Menilik ke Unhas misalnya, kampus dimana kemajuan suatu
institusi pendidikan diukur dari seberapa banyak tegel yang dibongkar kemudian dipasang lagi setiap harinya, semakin mantap saja mempertegas diri sebagai lahan penjualan identitas pendidikan yang sebenar-benarnya, terang-terangan, bahkan dilembagakan. Mega proyek BHP adalah sebuah bukti ketidak becusan pemerintah mengurusi pendidikan kita, sampai berlepas tangan dari tanggung jawab seperti yang diamanahkan dalam UUD, sungguh satu pelanggaran yang terang-terangan namun selalu saja ditampik dengan alasan perbaikan kualitas dengan jalan kemandirian institusi pendidikan, semua resources diorientasikan untuk citra. Bersolek secantik-cantiknya dari segi infrastuktur, namun apa yang bisa kita harapkan (meskipun sedikit) dari segi peningkatan kualitas pengajaran? Jangan bertanya apalagi berteriak, karena anda segera akan dianggap mencoreng citra Universitas Celakanya hal lagi malah dijadikan kebanggaan besar oleh Birokrat kampus merah ini
Mencari spirit yang hilang
Seperti dikutip dari seorang Benjamin Bloom, bahwa (sejatinya)

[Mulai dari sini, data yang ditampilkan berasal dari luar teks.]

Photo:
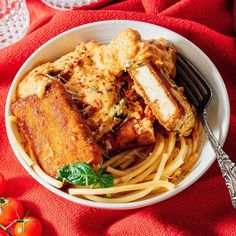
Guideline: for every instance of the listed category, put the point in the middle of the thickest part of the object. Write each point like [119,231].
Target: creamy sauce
[93,70]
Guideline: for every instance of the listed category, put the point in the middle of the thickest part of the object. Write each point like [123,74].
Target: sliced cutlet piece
[166,100]
[55,130]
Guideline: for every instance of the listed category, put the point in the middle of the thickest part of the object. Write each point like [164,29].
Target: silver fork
[200,93]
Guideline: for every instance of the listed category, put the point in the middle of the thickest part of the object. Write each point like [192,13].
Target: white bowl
[103,32]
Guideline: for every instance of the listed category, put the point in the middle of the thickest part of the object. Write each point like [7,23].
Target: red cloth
[202,209]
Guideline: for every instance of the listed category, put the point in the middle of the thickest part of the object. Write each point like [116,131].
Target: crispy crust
[133,133]
[55,130]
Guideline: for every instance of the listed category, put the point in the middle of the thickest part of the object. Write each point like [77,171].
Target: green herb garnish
[81,173]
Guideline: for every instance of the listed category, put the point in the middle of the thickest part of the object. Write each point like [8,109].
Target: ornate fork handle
[227,167]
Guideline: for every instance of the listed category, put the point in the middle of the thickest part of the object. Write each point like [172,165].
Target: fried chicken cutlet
[55,130]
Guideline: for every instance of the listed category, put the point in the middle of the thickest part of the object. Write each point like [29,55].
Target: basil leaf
[78,173]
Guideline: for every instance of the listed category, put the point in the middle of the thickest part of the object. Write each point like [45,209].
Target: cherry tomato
[10,209]
[28,226]
[2,183]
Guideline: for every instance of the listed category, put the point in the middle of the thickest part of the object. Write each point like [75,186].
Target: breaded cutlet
[55,130]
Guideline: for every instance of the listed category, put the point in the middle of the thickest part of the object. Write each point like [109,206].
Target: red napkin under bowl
[202,209]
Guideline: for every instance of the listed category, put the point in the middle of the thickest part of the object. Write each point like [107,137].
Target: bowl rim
[114,206]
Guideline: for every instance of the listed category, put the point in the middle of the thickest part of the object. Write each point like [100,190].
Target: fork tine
[188,83]
[196,87]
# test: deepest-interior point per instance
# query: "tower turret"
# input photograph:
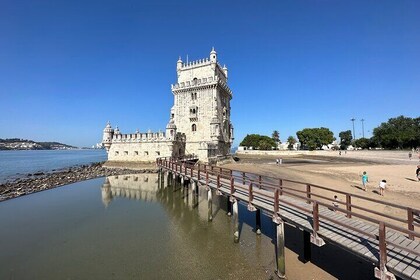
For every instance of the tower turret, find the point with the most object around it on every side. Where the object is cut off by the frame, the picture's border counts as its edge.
(213, 56)
(171, 130)
(179, 64)
(107, 136)
(225, 70)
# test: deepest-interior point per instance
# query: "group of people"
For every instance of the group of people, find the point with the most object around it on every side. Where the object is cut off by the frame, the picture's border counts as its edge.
(365, 180)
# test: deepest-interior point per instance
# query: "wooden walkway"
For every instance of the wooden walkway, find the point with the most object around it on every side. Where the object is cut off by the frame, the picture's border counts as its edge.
(376, 241)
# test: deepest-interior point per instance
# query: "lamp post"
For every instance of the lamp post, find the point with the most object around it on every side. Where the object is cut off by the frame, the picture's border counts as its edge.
(363, 128)
(354, 135)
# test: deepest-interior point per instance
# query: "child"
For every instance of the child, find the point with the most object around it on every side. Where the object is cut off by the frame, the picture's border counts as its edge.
(365, 180)
(382, 186)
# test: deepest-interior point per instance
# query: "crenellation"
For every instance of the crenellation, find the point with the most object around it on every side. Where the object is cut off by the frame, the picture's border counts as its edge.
(199, 120)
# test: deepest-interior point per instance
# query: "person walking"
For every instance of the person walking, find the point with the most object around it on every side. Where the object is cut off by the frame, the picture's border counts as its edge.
(382, 186)
(365, 180)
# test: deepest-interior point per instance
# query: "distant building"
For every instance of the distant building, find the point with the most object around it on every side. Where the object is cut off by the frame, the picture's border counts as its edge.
(199, 121)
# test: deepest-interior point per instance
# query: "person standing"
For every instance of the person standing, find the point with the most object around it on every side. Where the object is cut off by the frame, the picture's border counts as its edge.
(382, 186)
(365, 180)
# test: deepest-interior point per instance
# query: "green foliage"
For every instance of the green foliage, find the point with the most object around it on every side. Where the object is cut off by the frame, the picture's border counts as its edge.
(398, 133)
(315, 138)
(291, 140)
(345, 139)
(276, 136)
(258, 142)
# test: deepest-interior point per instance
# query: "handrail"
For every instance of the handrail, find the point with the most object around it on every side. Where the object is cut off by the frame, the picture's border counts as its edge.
(261, 182)
(226, 178)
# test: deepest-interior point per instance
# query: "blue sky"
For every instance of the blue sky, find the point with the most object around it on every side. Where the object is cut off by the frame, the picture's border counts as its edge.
(67, 67)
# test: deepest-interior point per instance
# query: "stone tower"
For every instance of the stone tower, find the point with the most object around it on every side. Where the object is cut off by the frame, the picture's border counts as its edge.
(202, 107)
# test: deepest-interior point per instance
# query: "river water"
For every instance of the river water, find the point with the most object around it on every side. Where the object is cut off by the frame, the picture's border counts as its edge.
(14, 164)
(132, 227)
(126, 227)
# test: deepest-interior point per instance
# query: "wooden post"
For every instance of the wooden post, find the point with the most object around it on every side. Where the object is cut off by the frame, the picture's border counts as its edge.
(229, 206)
(280, 257)
(281, 186)
(308, 193)
(348, 205)
(235, 221)
(315, 216)
(258, 221)
(382, 249)
(210, 205)
(276, 217)
(410, 220)
(306, 246)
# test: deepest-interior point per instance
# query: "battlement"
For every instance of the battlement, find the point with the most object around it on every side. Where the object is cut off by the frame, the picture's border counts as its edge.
(210, 81)
(139, 137)
(195, 64)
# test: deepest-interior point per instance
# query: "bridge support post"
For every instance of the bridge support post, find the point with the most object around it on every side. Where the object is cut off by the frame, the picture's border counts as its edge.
(210, 205)
(307, 246)
(229, 207)
(280, 252)
(235, 211)
(168, 179)
(162, 179)
(258, 221)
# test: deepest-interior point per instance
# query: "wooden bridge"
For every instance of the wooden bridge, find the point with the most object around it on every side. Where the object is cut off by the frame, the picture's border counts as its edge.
(391, 243)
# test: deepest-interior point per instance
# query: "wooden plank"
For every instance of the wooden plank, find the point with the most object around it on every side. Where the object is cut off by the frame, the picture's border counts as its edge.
(399, 260)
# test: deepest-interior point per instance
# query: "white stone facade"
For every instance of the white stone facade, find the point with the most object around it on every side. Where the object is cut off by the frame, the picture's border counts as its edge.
(199, 124)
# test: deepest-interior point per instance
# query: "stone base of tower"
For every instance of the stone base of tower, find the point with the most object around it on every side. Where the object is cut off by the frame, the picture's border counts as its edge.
(208, 152)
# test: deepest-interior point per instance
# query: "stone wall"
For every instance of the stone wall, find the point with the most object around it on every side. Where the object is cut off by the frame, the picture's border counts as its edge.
(143, 152)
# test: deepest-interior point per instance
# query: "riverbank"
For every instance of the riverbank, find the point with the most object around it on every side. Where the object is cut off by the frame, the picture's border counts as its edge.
(39, 181)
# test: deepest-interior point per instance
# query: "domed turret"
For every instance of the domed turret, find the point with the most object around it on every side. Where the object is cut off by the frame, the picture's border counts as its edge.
(117, 130)
(107, 136)
(171, 130)
(179, 64)
(225, 70)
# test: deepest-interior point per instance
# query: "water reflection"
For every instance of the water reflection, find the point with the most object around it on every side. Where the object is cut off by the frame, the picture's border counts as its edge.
(140, 187)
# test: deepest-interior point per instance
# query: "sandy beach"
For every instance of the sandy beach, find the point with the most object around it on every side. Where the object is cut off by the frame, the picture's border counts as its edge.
(342, 173)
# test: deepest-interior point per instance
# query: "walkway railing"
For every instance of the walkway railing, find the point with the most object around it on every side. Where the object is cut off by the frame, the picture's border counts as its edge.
(275, 190)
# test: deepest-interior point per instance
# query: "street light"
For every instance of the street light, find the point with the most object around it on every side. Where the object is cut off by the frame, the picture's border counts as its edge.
(363, 128)
(354, 135)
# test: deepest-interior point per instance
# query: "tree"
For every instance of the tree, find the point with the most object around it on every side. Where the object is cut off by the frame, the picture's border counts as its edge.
(363, 143)
(292, 141)
(258, 142)
(315, 138)
(276, 136)
(345, 139)
(400, 132)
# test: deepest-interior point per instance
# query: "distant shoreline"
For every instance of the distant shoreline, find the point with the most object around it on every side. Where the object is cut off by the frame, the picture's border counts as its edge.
(39, 181)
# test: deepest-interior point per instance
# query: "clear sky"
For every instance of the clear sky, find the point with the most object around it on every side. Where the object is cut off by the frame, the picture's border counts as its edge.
(67, 67)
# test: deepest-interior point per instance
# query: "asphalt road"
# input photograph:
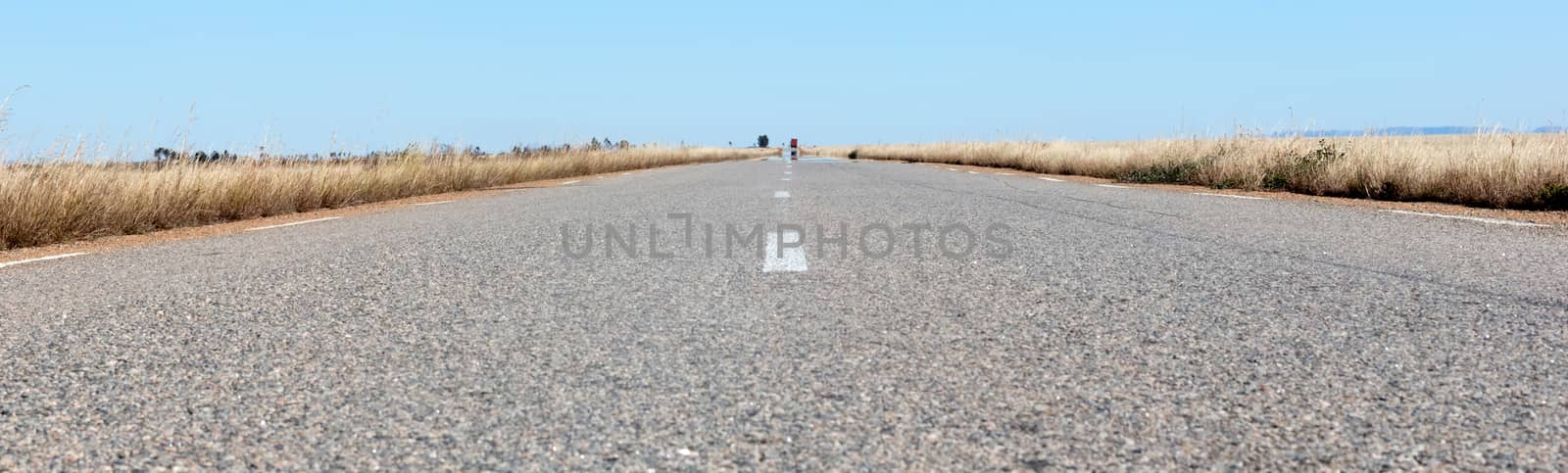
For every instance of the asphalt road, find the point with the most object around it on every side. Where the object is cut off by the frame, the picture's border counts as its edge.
(1082, 326)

pendidikan menggarap tiga wilayah vital dari pemikiran dan kepribadian manusia: 1.Pembentukan watak dan sikap (Affective Domain) 2. mengembangkan pengetahuan (cognitive domain) 3. melatih keterampilan/keahlian ( psychomotoric /conative domain). Apakah pendidikan kita hari ini cukup ampuh mewujudkannya? Pembentukan watak dan sikap, yang bagaimana? Jelasnya bukan watak dan sikap pragmatis, apatis serta membebek hormat di bawah bendera kapitalisasi pendidikan yang tegar berkibar. Pengembangan pengetahuan bukan cuma sekedar teori-teori di kelas yang kaku saja pastinya, pengembngan wilayah sasaran dan sumbangsihnya kepada rakyat pun dinanti agar tidak merupa diri menjadi menara gading, begitu pun pada sisi keahlian. Menimbang-nimbang jejak taman siswa dalam pergulatannya dalam tiga fungsi pendidikan di atas, sepertinya banyak hal yang perlu disadari dari realita pendidikan kita hari ini, bangunan pendidikan yang baik tak hanya menghasilkan ilmuwan yang piawai dalam kepakaran, lebih dari itu, tugasnyalah menghasilkan cendekiawan-cendekiawan yang kiritis, analitik, sekaligus solutif, dan itu tak lahir dari rahim pendidikan yang kapitalistik dan komersial. Kepasrahan kepada sistem yang diterapkan sebab dianggap sudah merupakan pilihan yang terbaik, serta telah (bisa ya bisa tidak) dipikirkan matang-matang oleh pemegang kebijakan pendidikan kita, bukanlah pilihan cerdas. Pendidikan bukan pabrikan, yang menghasilkan produk-produk kaku dan mekanik. Seharusnya proses pendidikan juga menitiskan nilai-nilai moral, kemanusiaan, kebajikan alam semesta, kerendahan hati, kepekaan, cinta dan perlawanan!